I have listed below the method I used to create these videos.

My Questions are :-

[1] Is there an "easier" way to create videos similar to these? The reason I'm asking this question is because the method I'm currently using seems - to me - to be "complicated".
[2] Does anyone have any experience creating videos similar to these? What software, etc are you using to create your videos?

The method I used to create my test videos is as follows :-

[a] Create a text file containing the text which is to be converted to video.
[b] Using a little Visual Basic application, "pre-format" the text. (Basically, any sentence which is too long to fit into 176 x 144 is cut into multiple "pieces". Likewise, any groups of consecutive short sentences which are small enough to fit onto 176 x 144 are grouped together into one "piece".)
[c] Using the same Visual Basic application, display each "piece of text" in turn, and play the speech using CEPSTRAL.
[d] Using CAM STUDIO, record the Visual Basic application to an 176 x 144 pixel AVI file.
[e] Observe that the quality(clarity) of the audio track recorded in the AVI is not quite as perfect as the quality which CEPSTRAL is capable of producing. (This is where it starts getting complicated.

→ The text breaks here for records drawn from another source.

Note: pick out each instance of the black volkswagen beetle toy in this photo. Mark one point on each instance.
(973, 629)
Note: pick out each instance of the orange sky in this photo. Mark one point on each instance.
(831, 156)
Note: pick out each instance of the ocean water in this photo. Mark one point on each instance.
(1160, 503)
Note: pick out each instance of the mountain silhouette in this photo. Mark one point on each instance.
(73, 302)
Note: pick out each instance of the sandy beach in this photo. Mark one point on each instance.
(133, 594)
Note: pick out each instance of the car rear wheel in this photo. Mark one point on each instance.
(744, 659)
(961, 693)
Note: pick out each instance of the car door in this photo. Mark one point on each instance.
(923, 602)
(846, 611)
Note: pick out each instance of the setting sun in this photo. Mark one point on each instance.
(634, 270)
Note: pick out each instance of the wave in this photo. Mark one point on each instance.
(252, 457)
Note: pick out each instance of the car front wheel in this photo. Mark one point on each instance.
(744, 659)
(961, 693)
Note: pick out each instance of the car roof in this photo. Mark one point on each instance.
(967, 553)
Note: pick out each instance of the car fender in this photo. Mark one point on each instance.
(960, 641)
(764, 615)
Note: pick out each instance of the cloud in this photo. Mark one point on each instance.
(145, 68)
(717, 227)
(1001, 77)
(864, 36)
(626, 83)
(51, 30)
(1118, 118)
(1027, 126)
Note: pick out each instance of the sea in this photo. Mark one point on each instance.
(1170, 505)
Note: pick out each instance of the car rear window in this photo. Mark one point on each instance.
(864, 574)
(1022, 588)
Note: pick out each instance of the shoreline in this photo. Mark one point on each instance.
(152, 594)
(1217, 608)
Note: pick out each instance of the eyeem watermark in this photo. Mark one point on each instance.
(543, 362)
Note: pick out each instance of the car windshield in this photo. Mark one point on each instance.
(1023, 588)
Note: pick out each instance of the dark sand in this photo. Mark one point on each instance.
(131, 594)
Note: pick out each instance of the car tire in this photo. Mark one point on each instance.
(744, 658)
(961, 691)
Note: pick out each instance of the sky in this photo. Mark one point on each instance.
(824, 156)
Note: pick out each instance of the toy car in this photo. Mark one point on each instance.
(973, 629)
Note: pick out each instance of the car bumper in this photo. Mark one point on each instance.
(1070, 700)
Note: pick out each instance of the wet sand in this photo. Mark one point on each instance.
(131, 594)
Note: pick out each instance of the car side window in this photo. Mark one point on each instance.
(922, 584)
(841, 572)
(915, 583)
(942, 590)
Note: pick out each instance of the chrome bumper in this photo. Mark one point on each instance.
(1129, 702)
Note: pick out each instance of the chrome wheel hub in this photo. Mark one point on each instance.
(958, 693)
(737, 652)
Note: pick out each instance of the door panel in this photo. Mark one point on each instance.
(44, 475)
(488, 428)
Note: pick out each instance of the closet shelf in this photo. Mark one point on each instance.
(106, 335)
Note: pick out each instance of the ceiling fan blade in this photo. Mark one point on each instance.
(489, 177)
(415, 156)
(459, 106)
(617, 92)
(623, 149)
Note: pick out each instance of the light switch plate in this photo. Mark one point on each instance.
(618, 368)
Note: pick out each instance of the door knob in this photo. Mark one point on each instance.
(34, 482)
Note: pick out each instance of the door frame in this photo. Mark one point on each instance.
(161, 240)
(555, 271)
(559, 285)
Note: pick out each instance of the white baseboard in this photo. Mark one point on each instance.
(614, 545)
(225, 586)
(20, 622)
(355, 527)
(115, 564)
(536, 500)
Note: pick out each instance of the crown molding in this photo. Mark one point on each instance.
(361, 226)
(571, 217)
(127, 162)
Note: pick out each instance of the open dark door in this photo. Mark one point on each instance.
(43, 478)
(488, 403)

But basically, on Windows 7, audio loses quality when it is routed via Visual Basic.)
[f] Using CEPSTRAL, re-record the text file directly to a WAV file (with perfect quality).
[g] Using VIRTUAL DUB, extract the "Cam Studio WAV" from the "Cam Studio AVI".
[h] Using AUDACITY, observe that the timing of the "Cam Studio WAV" is not the same as the timing of the "Cepstral quality WAV". (Specifically, step [c] introduces a slight delay between each "piece of text" in the "Cam Studio WAV" , which is not in the "Cepstral quality WAV".)
[i] Using a calculator(!) calculate the "delay difference" between each "piece of text" , between the "Cam Studio WAV" and the "Cepstral quality WAV". (Actually Not as difficult as it sounds!)
[j] Using CEPSTRAL, re-record the text file directly to a WAV file (with perfect quality and also correct timing).
[k] Using VIRTUAL DUB, re-make the AVI using the WAV file from step [j].

Thank you for your time,
Best regards,
James